The Government’s room for manoeuvre is even narrower than it was this time last year. The commitment in the Croke Park agreement not to reduce individual public sector pay or public sector pensions means that, even if he felt it wise to do so, the Minister for Finance cannot return to that source for savings. Ultimately, reductions in the numbers on the Government payroll and savings delivered by public sector reform will reduce the pay and pensions bill. In the short term, however, it will not do so on anything approaching the scale delivered last year by cuts in pay rates.
Having cut welfare rates last year for all except old-age pensioners, it would be extraordinarily difficult and most would say unfair to impose further cuts on such recipients this year, especially since deflation is less apparent.
A cut in the old-age pension itself is extremely unlikely, but headlines suggesting such cuts may actually assist the Government in its political task, because they emphasise the difficult choices facing the government.
Yet again this year, politicians and public service decision-makers are being subjected to a range of conflicting advice from economists and other specialists in the public debate.
Some economists argue against any further income tax increases, and contend that a property tax is the most efficient, effective or equitable means of broadening the tax base. They even deride those politicians who don’t agree with them as lacking courage or failing to show leadership.
However, others, including other economists, argue that a property or services tax would merely be a further surcharge on those already carrying most of the increased income tax burden.

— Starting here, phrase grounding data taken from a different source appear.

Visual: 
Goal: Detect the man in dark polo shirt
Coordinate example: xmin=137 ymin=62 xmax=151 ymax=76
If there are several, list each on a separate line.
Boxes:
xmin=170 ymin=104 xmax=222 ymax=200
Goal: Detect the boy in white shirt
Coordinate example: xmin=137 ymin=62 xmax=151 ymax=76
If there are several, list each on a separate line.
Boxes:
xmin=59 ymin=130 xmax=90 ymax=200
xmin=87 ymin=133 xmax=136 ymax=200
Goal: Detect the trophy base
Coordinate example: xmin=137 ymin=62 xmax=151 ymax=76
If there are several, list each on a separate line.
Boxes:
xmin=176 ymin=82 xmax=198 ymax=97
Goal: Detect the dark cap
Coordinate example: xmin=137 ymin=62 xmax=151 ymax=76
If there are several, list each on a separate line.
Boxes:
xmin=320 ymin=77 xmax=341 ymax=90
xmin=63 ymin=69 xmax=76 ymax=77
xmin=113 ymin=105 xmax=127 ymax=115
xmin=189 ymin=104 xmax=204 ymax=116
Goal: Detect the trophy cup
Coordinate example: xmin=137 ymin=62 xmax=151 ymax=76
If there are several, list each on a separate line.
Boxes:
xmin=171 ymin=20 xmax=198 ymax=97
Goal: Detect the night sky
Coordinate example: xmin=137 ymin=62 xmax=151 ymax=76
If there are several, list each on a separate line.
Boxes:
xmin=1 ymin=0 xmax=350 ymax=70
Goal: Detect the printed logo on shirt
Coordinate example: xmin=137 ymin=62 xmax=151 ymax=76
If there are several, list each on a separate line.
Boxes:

Inevitably there would be demands for the elderly, social welfare recipients, those in local authority or social housing and probably the lower paid to be exempt from such a property/services charge.
Even if ultimately such a tax was shaped by the size and value of homes and/or the level of service usage, it is the large base of working and middle-class taxpayers who would have to find money from their current incomes to pay it. It is difficult to see how one can argue that taking additional money from these households through income tax would be a bad idea, but requiring them to pay a property tax from their after-tax income is a good idea.
Some argue, as this paper’s economics editor did on Thursday, that consumption taxes could and should be increased in December. Those of this view are dismissive of concerns that this would be ineffective because of the open nature of our economy. Other economic commentators contend that we have maxed-out on the return from excise duties and Vat, and that any increase in these would not only endanger the recovery of consumer spending but trigger an increase in cross-Border or illicit shopping, particularly in alcohol and cigarettes.
It seems that Government attention is turning to a widening of the income tax base itself by seeking some contribution from those currently earning, but exempt from tax. While the concept of a minimum contribution to the tax burden from all income earners was flagged in last year’s budget speech, there has been very little public engagement on the issue since. Final decisions on whether or how the Government is to do this will have to be made soon if it is to have sufficient time to explain and justify these changes to the electorate.
The Government has already flagged that it proposes to achieve €1 billion in cuts in the capital budget. Some commentators, along with both Ibec and Ictu, have argued that expenditure on large-scale infrastructure projects needs to be maintained. Now, however, the ESRI and others argue that such expenditure is not the appropriate stimulus.
The need to find another €1 billion in cuts from current expenditure means that the estimates process has begun even earlier than last year, with initial bilaterals having already been held between Finance and the main spending departments. Ministers have been asked to revisit the menu of cuts identified in the McCarthy report and justify their non-implementation, or advance alternative proposals for savings. In its scheduled or maybe even special meetings between now and the August break, the Cabinet may get to focus almost exclusively on broad budgetary strategy.
Interestingly, the closure of the Dáil for the summer has coincided with an improvement in the quality of public debate about the budgetary challenges. It is a very good thing that the wider debate about the budget has already commenced. Our politics had a relatively “un-silly” summer season last year. There is again much of substance on which to deliberate calmly over the quieter summer months.
The Government’s room for manoeuvre is even narrower than it was this time last year.